Gentrification, that once-wonky, now common concept, is a term freighted with moral urgency, resentment, and guilt, because almost nobody in a high-cost city can avoid it. You’re either suffering its effects or inflicting them, often both at the same time. Unless you leave town altogether — as hundreds of thousands of people of all income brackets do every year — saying good-bye to one neighborhood makes you a newcomer in another. At its most basic, gentrification is what happens when newcomers to a neighborhood arrive with more income or education than those who already live there. At its most politically charged, it’s treated as a form of colonialism, ethnic cleansing, even genocide. Yet gentrification’s status as a great urban evil, a ravager of lives and destroyer of communities, is based as much on faith as on fact. Most scholarly research on the topic compares snapshots of cities and neighborhoods at different times but loses track of what happens to the actual people who live there.
Now, a pair of studies has used Census micro-data and Medicaid records to track specific residents of both gentrifying and non-gentrifying neighborhoods — where they live, where their children go to school, when they move, and where they go. The researchers come up with some startling findings. In a paper published by the Federal Reserve Bank of Philadelphia, Quentin Brummet and Davin Reed say that urbanites move all the time, for countless reasons, and that gentrification has scant impact on that constant flow. Those who stay put as a neighborhood grows more affluent often see their quality of life rise and their children enjoy more opportunities. Those who leave rarely do worse.

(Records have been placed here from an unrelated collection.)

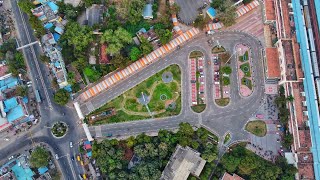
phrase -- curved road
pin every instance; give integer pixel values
(217, 119)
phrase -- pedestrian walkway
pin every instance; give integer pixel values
(117, 76)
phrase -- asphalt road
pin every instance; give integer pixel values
(217, 119)
(50, 112)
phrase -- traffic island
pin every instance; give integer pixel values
(222, 73)
(244, 70)
(158, 96)
(196, 64)
(59, 129)
(257, 127)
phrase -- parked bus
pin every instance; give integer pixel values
(38, 96)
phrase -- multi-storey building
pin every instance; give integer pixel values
(288, 64)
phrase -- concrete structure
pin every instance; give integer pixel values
(183, 162)
(56, 61)
(297, 78)
(147, 12)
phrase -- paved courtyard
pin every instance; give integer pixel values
(189, 10)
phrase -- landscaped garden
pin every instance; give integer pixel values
(257, 127)
(59, 129)
(218, 49)
(222, 101)
(152, 152)
(158, 96)
(245, 68)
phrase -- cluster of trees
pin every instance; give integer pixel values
(226, 12)
(61, 97)
(39, 157)
(154, 152)
(281, 102)
(26, 6)
(250, 166)
(14, 59)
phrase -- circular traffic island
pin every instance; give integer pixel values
(59, 129)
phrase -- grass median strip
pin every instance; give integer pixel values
(163, 99)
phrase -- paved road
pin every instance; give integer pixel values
(50, 112)
(219, 120)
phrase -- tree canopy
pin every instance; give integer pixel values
(130, 10)
(116, 40)
(78, 36)
(61, 97)
(135, 53)
(113, 156)
(39, 157)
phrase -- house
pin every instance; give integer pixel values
(57, 65)
(103, 55)
(227, 176)
(147, 12)
(211, 12)
(182, 163)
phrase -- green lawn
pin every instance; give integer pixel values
(246, 69)
(128, 108)
(257, 127)
(218, 49)
(227, 138)
(222, 101)
(196, 54)
(247, 82)
(245, 57)
(198, 108)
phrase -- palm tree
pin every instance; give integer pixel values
(290, 98)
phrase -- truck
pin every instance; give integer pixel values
(38, 99)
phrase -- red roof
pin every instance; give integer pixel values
(103, 55)
(269, 10)
(273, 67)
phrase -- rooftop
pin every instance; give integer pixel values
(269, 10)
(183, 162)
(227, 176)
(273, 67)
(147, 11)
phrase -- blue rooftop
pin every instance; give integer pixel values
(15, 113)
(10, 104)
(56, 36)
(42, 170)
(22, 173)
(8, 83)
(48, 25)
(211, 12)
(58, 30)
(309, 86)
(147, 12)
(53, 6)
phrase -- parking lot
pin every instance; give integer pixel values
(189, 10)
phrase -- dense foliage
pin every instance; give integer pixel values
(250, 166)
(113, 156)
(39, 157)
(61, 97)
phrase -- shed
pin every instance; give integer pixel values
(147, 12)
(42, 170)
(53, 7)
(211, 12)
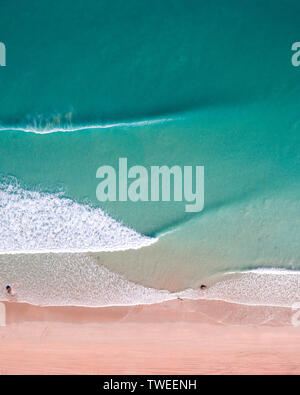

In a separate study at NYU by Kacie Dragan, Ingrid Ellen, and Sherry A. Glied, published by the National Bureau of Economic Research, the researchers used Medicaid records to track thousands of children from address to address, between 2009 to 2015, a period of boiling gentrification. They found that schoolkids who lived in neighborhoods that saw an influx of college graduates didn’t move away more often than their peers in less fluid areas. Taken together, the papers suggest that gentrification’s upsides for longtime residents not only exist but go a long way toward mitigating the pain it causes. Citing previous research, Brummet and Reed say that “exposure to higher-income neighborhoods has important benefits for low-income residents, such as improving the mental and physical health of adults and increasing the long-term educational attainment and earning of children,” Brummet and Reed assert.